# Going to see a baby bun tomorrow... very excited!



## Teddy Red Lab (Nov 23, 2011)

Going to see a beautiful orange mini lop doe! I'm very excited! My gorgeous little Lilly passed away last Summer at only 6 months old and I've been thinking about getting another bun to keep Billy company for a while! I've got a hutch set up all ready in case we bring her home!


----------



## Ingrid25 (Oct 1, 2011)

oooooh good luck


----------



## Teddy Red Lab (Nov 23, 2011)

I went to see the baby buns last week! I came home with gorgeous little Pippa...









...and then got completely carried away and also came home with Heidi!









We are staying at my parents for a long weekend, so the girls are slumming it in a dog crate for a couple of days as I couldn't leave them!









Although Pippa is a lop, one ear just hasn't gone down!!!! I think it adds to her, rather than detracts! She is definately the naughtier of the two- a complete madam!

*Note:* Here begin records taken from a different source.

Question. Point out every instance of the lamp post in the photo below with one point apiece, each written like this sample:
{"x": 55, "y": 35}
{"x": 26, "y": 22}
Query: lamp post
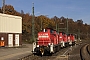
{"x": 3, "y": 2}
{"x": 67, "y": 25}
{"x": 33, "y": 36}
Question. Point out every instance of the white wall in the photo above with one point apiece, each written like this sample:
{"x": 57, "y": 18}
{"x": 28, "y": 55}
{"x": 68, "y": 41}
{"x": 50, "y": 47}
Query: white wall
{"x": 10, "y": 24}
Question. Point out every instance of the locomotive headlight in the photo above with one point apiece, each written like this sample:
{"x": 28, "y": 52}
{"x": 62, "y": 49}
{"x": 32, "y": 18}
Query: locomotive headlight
{"x": 48, "y": 43}
{"x": 37, "y": 45}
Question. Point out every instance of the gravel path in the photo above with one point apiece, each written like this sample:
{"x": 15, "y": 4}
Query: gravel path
{"x": 15, "y": 53}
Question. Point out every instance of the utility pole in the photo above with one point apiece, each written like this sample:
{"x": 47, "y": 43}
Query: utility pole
{"x": 67, "y": 25}
{"x": 56, "y": 24}
{"x": 3, "y": 2}
{"x": 33, "y": 36}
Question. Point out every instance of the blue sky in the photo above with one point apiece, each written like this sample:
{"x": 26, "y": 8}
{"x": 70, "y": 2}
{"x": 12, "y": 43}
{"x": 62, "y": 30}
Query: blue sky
{"x": 75, "y": 9}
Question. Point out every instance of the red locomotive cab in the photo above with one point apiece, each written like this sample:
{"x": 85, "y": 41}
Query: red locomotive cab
{"x": 43, "y": 38}
{"x": 56, "y": 36}
{"x": 60, "y": 37}
{"x": 65, "y": 38}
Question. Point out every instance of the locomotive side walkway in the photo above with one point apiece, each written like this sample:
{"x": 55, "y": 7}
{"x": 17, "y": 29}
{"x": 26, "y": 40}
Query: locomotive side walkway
{"x": 15, "y": 53}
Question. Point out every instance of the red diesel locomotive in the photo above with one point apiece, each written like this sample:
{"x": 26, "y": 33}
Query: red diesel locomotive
{"x": 49, "y": 41}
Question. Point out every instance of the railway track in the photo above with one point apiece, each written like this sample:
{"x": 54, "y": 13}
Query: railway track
{"x": 49, "y": 57}
{"x": 84, "y": 52}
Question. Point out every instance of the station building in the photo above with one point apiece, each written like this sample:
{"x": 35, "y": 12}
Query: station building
{"x": 10, "y": 30}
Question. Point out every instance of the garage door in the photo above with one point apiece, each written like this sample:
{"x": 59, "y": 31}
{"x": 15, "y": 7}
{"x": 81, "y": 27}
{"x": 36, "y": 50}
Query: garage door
{"x": 10, "y": 40}
{"x": 16, "y": 39}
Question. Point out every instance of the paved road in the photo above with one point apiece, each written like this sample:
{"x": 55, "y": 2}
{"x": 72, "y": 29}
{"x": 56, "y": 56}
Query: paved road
{"x": 15, "y": 53}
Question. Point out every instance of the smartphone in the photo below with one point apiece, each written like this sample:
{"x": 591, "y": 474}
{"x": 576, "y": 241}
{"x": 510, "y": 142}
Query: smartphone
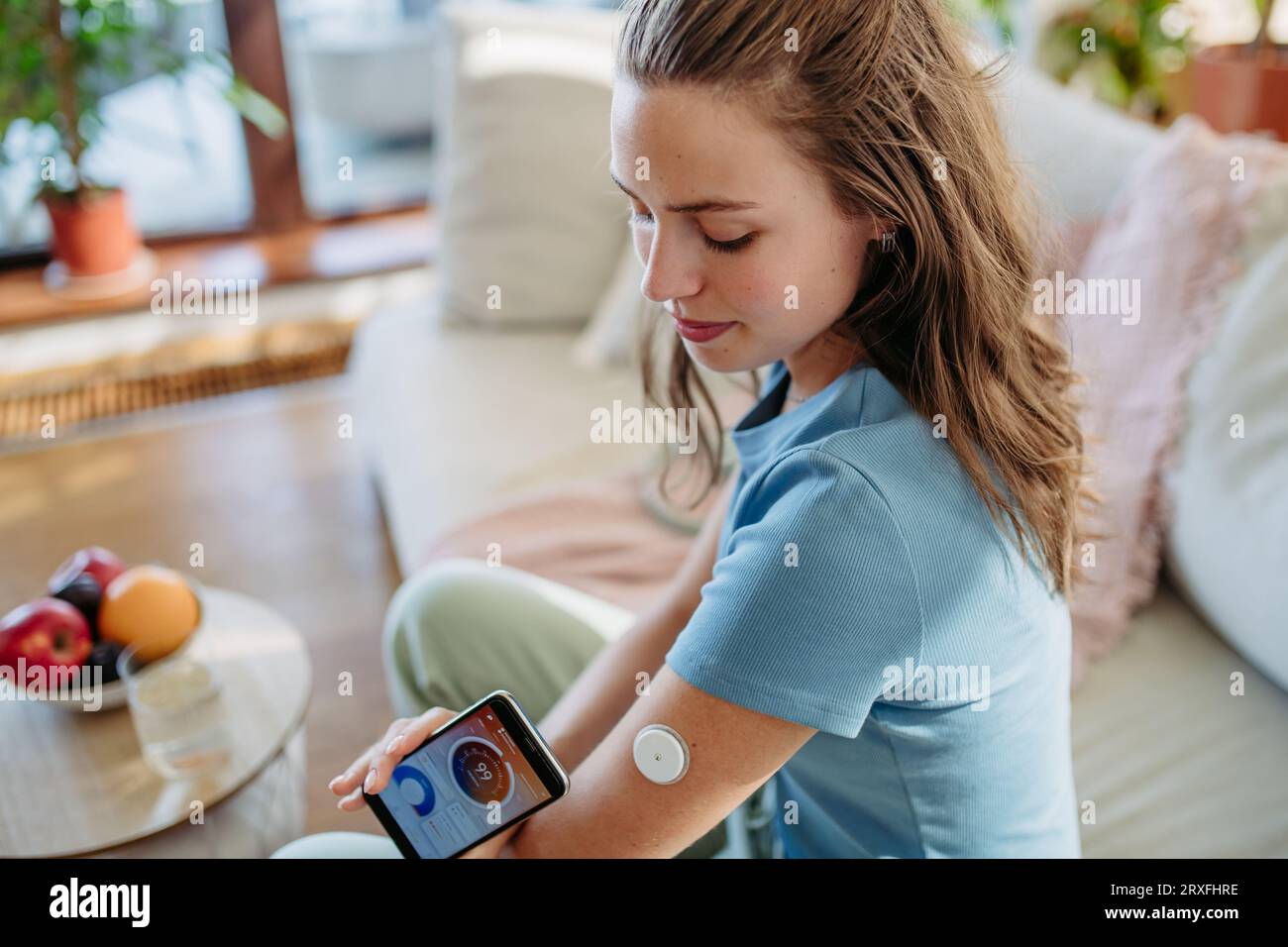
{"x": 480, "y": 774}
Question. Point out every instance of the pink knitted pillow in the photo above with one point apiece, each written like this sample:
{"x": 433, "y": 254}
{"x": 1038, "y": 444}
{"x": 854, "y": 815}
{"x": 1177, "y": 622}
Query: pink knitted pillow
{"x": 1137, "y": 311}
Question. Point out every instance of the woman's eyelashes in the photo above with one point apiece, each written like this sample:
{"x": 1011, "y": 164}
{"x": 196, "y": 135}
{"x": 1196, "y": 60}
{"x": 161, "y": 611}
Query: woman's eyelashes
{"x": 725, "y": 247}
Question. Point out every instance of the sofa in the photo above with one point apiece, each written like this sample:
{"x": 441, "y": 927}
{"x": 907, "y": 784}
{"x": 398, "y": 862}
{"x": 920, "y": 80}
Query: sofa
{"x": 463, "y": 407}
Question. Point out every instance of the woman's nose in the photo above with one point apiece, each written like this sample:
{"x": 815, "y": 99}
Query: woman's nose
{"x": 668, "y": 272}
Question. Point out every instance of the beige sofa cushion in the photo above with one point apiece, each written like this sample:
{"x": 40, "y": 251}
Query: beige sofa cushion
{"x": 1176, "y": 764}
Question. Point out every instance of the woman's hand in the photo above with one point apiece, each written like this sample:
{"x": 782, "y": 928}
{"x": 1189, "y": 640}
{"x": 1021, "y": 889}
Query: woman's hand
{"x": 373, "y": 768}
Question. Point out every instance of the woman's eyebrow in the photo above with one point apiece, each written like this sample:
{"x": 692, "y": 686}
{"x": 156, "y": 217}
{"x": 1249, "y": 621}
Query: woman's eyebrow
{"x": 712, "y": 204}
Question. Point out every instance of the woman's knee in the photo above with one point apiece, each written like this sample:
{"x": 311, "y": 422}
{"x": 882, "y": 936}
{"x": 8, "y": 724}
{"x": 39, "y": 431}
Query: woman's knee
{"x": 339, "y": 845}
{"x": 425, "y": 631}
{"x": 434, "y": 596}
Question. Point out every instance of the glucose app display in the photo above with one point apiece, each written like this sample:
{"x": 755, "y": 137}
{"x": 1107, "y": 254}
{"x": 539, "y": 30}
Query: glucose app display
{"x": 442, "y": 793}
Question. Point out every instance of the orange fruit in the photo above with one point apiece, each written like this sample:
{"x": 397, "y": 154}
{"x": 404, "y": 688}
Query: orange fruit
{"x": 150, "y": 607}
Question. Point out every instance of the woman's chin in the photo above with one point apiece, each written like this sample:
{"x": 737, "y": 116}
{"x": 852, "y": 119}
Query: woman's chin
{"x": 717, "y": 356}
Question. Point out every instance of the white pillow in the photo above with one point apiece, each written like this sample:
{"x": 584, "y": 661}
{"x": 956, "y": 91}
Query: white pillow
{"x": 1074, "y": 150}
{"x": 612, "y": 335}
{"x": 1228, "y": 543}
{"x": 531, "y": 223}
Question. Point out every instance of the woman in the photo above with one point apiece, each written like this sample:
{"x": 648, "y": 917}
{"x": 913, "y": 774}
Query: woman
{"x": 875, "y": 616}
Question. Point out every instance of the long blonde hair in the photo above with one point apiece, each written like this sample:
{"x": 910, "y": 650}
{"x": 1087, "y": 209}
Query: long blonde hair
{"x": 880, "y": 98}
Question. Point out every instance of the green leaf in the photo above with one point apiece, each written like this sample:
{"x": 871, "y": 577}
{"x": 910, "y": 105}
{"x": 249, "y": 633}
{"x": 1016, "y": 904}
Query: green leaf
{"x": 256, "y": 108}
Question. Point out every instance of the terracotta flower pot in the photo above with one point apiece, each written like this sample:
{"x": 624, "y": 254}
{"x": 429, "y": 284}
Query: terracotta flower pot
{"x": 91, "y": 232}
{"x": 1239, "y": 89}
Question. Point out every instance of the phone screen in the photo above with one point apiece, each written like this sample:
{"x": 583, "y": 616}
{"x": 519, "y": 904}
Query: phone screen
{"x": 464, "y": 784}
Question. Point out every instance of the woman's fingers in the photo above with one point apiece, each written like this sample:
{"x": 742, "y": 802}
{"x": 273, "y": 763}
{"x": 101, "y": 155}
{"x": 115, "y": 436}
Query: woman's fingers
{"x": 400, "y": 741}
{"x": 352, "y": 779}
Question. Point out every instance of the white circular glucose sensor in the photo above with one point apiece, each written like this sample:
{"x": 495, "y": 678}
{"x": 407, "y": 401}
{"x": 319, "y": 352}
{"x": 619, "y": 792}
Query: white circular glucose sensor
{"x": 661, "y": 754}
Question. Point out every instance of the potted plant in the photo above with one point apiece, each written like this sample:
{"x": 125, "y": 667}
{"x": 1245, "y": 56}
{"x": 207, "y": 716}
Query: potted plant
{"x": 58, "y": 58}
{"x": 1244, "y": 86}
{"x": 1127, "y": 54}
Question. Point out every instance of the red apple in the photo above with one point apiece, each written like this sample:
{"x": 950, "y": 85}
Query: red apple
{"x": 48, "y": 633}
{"x": 101, "y": 564}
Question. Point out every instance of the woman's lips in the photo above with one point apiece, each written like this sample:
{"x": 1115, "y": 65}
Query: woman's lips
{"x": 700, "y": 331}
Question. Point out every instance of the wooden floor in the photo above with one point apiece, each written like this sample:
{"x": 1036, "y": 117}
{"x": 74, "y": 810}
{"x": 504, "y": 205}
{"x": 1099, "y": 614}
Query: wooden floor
{"x": 284, "y": 512}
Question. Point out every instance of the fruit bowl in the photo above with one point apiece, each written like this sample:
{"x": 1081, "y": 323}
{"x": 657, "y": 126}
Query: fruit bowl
{"x": 116, "y": 693}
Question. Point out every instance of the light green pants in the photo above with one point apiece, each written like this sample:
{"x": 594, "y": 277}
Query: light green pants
{"x": 460, "y": 629}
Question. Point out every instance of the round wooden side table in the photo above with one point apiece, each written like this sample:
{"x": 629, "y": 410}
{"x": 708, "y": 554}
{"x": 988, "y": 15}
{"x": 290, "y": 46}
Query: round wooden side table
{"x": 73, "y": 783}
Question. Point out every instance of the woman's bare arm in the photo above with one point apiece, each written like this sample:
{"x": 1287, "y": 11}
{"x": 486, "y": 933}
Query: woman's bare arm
{"x": 605, "y": 689}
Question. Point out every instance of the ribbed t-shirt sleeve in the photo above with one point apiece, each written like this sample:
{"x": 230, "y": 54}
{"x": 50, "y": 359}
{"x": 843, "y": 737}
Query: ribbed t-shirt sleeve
{"x": 814, "y": 598}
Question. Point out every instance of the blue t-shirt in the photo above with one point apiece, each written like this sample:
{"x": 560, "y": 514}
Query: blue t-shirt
{"x": 863, "y": 589}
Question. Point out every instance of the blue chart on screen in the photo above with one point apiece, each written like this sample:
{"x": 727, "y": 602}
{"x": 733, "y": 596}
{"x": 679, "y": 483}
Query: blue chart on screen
{"x": 415, "y": 788}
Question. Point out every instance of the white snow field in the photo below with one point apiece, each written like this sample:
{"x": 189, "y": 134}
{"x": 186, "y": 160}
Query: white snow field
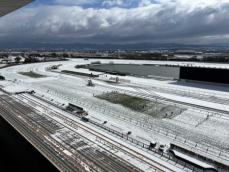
{"x": 200, "y": 130}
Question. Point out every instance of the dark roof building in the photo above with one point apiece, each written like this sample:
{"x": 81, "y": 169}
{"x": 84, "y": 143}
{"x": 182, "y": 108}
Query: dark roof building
{"x": 7, "y": 6}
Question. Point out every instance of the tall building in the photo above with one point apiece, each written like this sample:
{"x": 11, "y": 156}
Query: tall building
{"x": 7, "y": 6}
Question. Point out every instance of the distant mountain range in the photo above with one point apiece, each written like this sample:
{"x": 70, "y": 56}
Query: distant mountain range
{"x": 132, "y": 46}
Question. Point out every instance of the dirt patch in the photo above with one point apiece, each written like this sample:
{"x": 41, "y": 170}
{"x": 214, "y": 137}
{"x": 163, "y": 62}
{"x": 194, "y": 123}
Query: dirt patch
{"x": 32, "y": 74}
{"x": 152, "y": 108}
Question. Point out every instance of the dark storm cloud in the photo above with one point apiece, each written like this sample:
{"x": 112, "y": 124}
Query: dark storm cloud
{"x": 181, "y": 21}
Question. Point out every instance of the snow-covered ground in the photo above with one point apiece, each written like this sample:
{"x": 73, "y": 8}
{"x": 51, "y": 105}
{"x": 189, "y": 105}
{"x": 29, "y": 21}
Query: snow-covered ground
{"x": 206, "y": 128}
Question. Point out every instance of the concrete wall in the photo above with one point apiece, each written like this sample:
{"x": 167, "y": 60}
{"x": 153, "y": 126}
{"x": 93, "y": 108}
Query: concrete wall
{"x": 140, "y": 70}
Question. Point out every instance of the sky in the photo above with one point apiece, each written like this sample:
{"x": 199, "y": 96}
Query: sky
{"x": 118, "y": 22}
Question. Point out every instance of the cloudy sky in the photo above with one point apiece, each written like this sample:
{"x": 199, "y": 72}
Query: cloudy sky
{"x": 119, "y": 21}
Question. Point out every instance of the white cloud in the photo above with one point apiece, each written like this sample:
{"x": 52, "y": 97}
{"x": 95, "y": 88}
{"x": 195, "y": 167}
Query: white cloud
{"x": 152, "y": 21}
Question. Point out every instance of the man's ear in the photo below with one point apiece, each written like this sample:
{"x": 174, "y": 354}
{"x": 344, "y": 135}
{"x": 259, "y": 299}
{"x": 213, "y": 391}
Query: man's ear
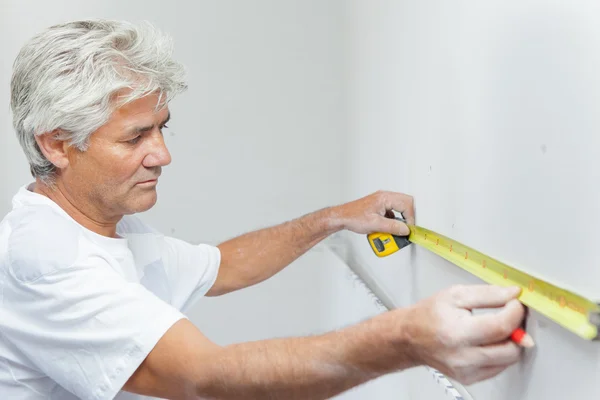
{"x": 54, "y": 148}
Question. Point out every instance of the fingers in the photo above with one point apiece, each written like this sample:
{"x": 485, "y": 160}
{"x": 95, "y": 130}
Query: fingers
{"x": 483, "y": 296}
{"x": 394, "y": 226}
{"x": 493, "y": 328}
{"x": 402, "y": 203}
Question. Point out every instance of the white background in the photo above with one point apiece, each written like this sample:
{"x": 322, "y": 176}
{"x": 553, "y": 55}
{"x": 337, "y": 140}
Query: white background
{"x": 486, "y": 112}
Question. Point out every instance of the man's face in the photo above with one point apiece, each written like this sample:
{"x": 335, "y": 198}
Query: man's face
{"x": 118, "y": 173}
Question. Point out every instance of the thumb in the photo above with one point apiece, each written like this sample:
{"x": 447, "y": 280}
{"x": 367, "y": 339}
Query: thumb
{"x": 393, "y": 226}
{"x": 493, "y": 328}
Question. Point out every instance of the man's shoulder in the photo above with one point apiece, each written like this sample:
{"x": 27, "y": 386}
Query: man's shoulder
{"x": 37, "y": 240}
{"x": 131, "y": 224}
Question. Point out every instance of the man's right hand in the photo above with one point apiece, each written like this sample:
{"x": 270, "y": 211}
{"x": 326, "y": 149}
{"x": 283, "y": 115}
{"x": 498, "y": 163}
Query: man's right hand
{"x": 469, "y": 348}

Here's one of my others (the little lionhead at the front is the one that passed away )


----------



## coral. (May 11, 2011)

awwww so sweet great pictures


----------



## vet-2-b (Sep 25, 2008)

awww there all beautiful


----------



## Ingrid25 (Oct 1, 2011)

awwwwwwwwwwwwwwwwwwwwwwwwwwwwww Pippa and Heidi are so cuteee!


----------



## Teddy Red Lab (Nov 23, 2011)

Thank you... they are proving to be utter tinkers!!! x


----------